Yet another shenanigan at the post office.
My patience is waning.
I show up early and there are 6 people ahead of me in line. That usually means a 3 hour wait. But, as I sit there working on my lap top the people are coming in and out quickly. I am pleased that they will get to me quickly, but I did not note that no one was walking out with their actual packages. I should have taken that as a sign. I wait for another hour or so and get shuttled in to the customs office pretty quickly. At this point in my life in Arequipa I get kisses from the women who work there. We are familiar and comforting to eachtoher, and they know they just might get a chocolate from the States if there are any sprinkled in the box I am receiving. I fell into the usual rhythm pulling out all the paperwork necessary. But, I didn't recognize the guy behind the desk. He places my package on his desk and just looks at my paperwork. With two copies of my passport laid out right in front of him he says,
"Your passport".
I explain that I don't have my physical passport because it is at the Ministry of State because I am receiving my green card. He stands up puts my box back in storage and says,
"I can't give you anything without the original passport that is how people steal things from our government."

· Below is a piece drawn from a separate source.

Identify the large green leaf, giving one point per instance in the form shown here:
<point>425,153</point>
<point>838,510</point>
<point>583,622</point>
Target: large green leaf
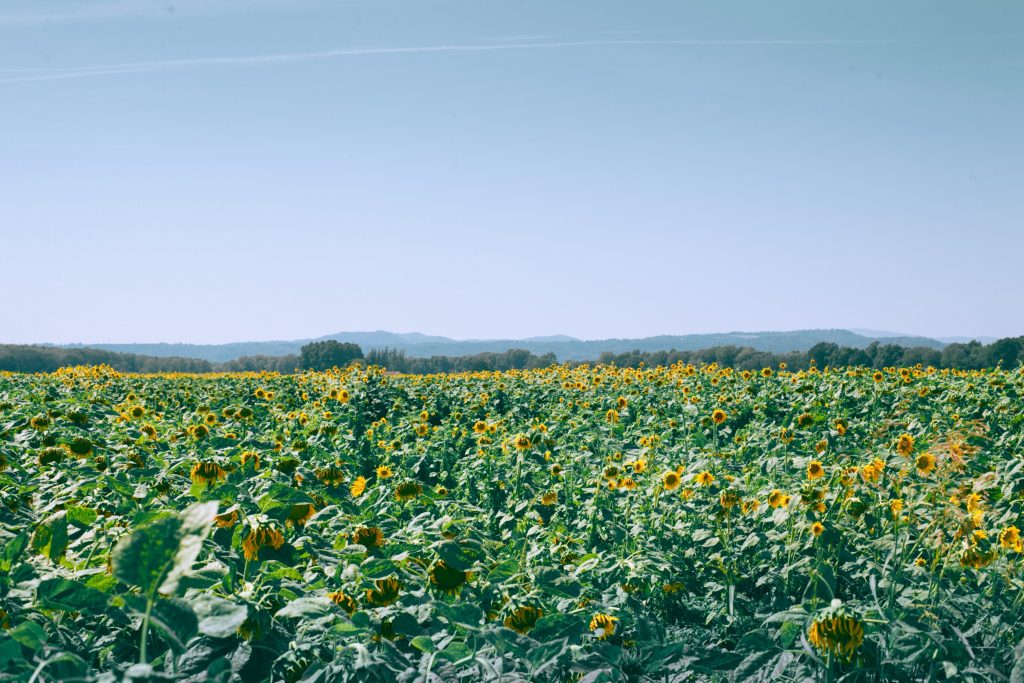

Um... I am thinking, I have come here at least 20 times and gotten packages without the original passport. I never travel with it, it is too dangerous. I politely explain, "No, you see, I always come here with copy, it make sme scared to walk in the steets with my passport. I can show you my license from the states with my photo and name on it."
He completely ignores me, "Number 8"
"But, you only keep packages for a month, and my passport is going to be in the Ministry for 3-5 so how will I be able to get my package?"
The worst part of this whole thing is that the package is RIGHT THERE taunting me.
He pulls some Peruvian machismo, stands up, and raises his voice,
"This is a joke. You don't respect the Peruvian governement. How can you come in here with a copy?!" He holds up the copies I have laid before him and waves it in my face, "You don't respect our country to come here with this."
As you can imagine my cheecks have flushed in a rush of sadness and anger. Without a word I place my things back in my bag and the assistant comes to me and says, "Dont worry, just come back tomorrow with the passport and I will put you at the front of the line." in true South American feminine feeble quality.
What can I do? I gave her a warm smile as she handed me my paperwork from his desk and I asked her to walk out with me avoiding all eye contact with the governemtn official whose little head I just wanted to squeeze off.
When we got outside the door I wispered to her,
"Is he working tomorrow?"
"No, dear."
"the young woman that is usually here will be back tomorrow?"
"Yes, ma'am" she smiles and winks
"Thank you, see you tomorrow."
It is conversations like this that take it all out of me. Everything I have. Like a vacuum my lungs shrink into nothingness and I have to concentrate on keeping my heartbeat strong and reoccurring.
This is a perfect example of my biggest challenges in Peru
The Peruvian Government
Machismo
the weak female
The introduction: The beurocracy and the lack of logic that exists in the Peruvian governmental system is beyond frustrating for anyone, let alone someone accustomed to proficciency.
The climax: Not only did the man think it was ok to yell at me when I had logic to trump the decision he had made to reject my passport copy, but he tells me I don't respect his country. How, could anyone think that I don't respect this country? I talk like you, live like you, dress like you. You probably want me to get skin grafts, die my hair, and grow it out long to braid.
The cherry finale on top of this cake: The women who know me didn't stand up for me to him, instead, they play the South American mother nurture card and help me manage his immaturity and self-righteousness. How can women ever get respect here if they think that this is just the way that men are and there isn't any way to change that? How can I teach my girls to stand up for themselves when their mothers won't stand up for them, and it puts them in such a dangerous position?
And what did I do? I walked away. I am a representative of the United States, and my superiors require that I not react to such situations. They want me acculturated and working on more simple scales. They want better relations with the Peruvian government, they don't want me attacking it.
I leave the post office about to explode and all I want to do is call my boyfriend and whine to him so that he can tell me the guy is a creep and I am awesome. But, of course, in typical Peruvian style, the Telefonica phone lines are down. I am trapped in my own head, alone. I can't even call another volunteer to attempt to heal myself with camaraderie.
Why have I done this to myself? Why didn't I just appreciate the fact that I was born into a country that protects me from such emotionally toling situations? Why do I feel I owe something to the world?
Now, how do I let this go? How to I release these huge frustrations and return to my optimistic self? As these experiences continue to pile on top of each other my lungs become more and more weak and it is harder to talk other people into working with me towards, "good".
Perhaps this is just a bitter vitamin that will nourish me tomorrow.